The announcement made the loyalists cranky (or at least the non-iPhone-owners speaking on their behalf). Apple’s first response to the complaints was ”get used to it, it’s technology.” Then they cleverly switched their message, suggesting this was a ”holiday promotion.” Finally, Steve Jobs published an open letter offering his apologies (not for the price drop, but for communicating it poorly), and giving $100 back (in Apple merchandise credit) to ease the pain.
The particulars are less important than the lesson in price and perception. Ten weeks ago, thousands of consumers thought the value received from several hours in line and $599 (not to mention the monthly phone service cost) were well worth the cost. They likely calculated the premium of being first, of waving the iPhone in front of their friends, of casually flashing it in a restaurant or bar. Perhaps they saw the product as the key to a better and more connected life.

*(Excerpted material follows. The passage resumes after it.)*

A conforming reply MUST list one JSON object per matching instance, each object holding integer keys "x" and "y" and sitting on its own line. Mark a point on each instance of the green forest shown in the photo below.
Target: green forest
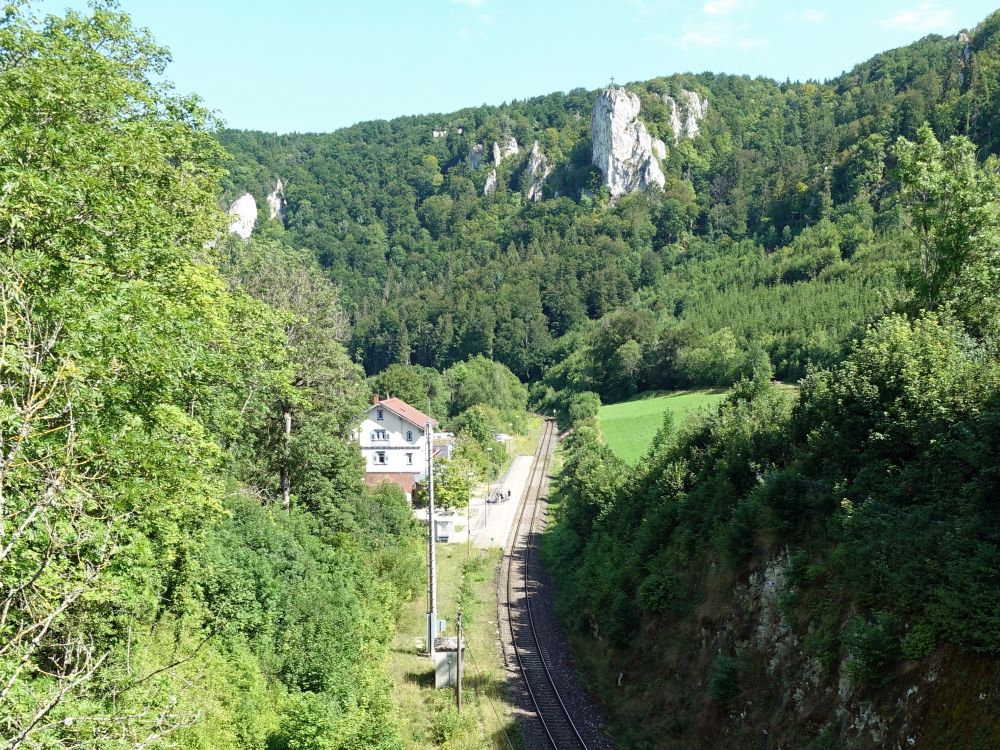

They made that assessment even knowing that a better version of the same device would be cheaper and easier to get in just a few months.
The ready flow of cash and the sudden twist of fate both underscore the complex equation that defines value and price. When a product or service is also closely tied to a person’s public identity or sense of self, there are even more variables in the mix. Consider, then, cultural consumption. What are people buying when they wait in line at the box office, or absorb the outrageous Ticketmaster fees? What complex value set drives them to spend more than they probably should on a premium touring show, but then balk at a $25 local professional production?

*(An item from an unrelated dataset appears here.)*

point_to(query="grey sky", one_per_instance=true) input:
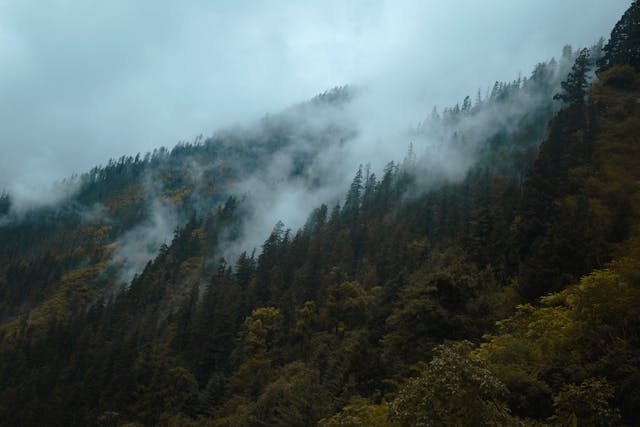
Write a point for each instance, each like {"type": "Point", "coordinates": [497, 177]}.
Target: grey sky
{"type": "Point", "coordinates": [82, 81]}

Arts managers are quick to point to price when sales are down and seats are empty. But it isn’t price…it’s perceived value, that drives the final purchase.
Andronicus says
You are absolutely right. I have been the ED of 3 orhcestras and certainly have no answer to how to leverage value perception to increase sales.

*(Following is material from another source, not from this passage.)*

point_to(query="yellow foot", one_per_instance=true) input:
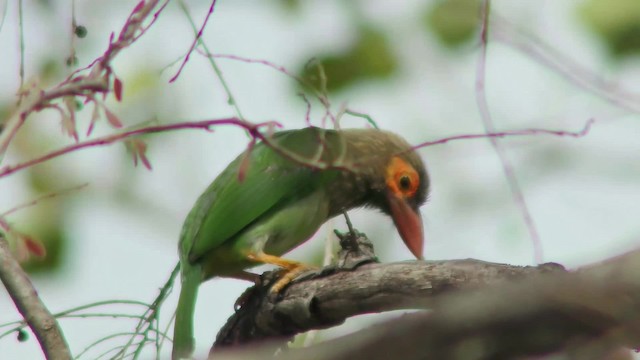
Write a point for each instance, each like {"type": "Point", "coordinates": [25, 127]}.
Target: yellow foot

I can’t even figure out my own emotional buying decisions. Just 3 days ago, I paid $180 each for front section tickets to see Bob Dylan and Elvis Costello perform. Didn’t even think. Had to buy.
But I will balk at spending more than $20 (the price of museum admission, I guess, these days) to see any orchestra perform anywhere.
Perhaps the most important issue is scarcity: Dylan and Costello together? maybe the only time it will happen. Gotta go. Can’t miss it.
An orchestra concert? Well, don’t worry. Ho hum. They play at least 3 times a week, seemingly every week of the year. All looks the same, except for the tunes. Maybe orchestra concerts have become commodities.
At least in my opinion, therein lies one answer, although this has more to do with real value rather than perceived value.
Scarcity = value.
Jon Harris says
Interesting, Andrew. The Arts Council here in England has just published a book on pricing and value, “Call It A Tenner”. You can downlaod it free at:
http://www.artscouncil.org.uk/publications/publications.php
There are a few excellent articles in it which probe this question further.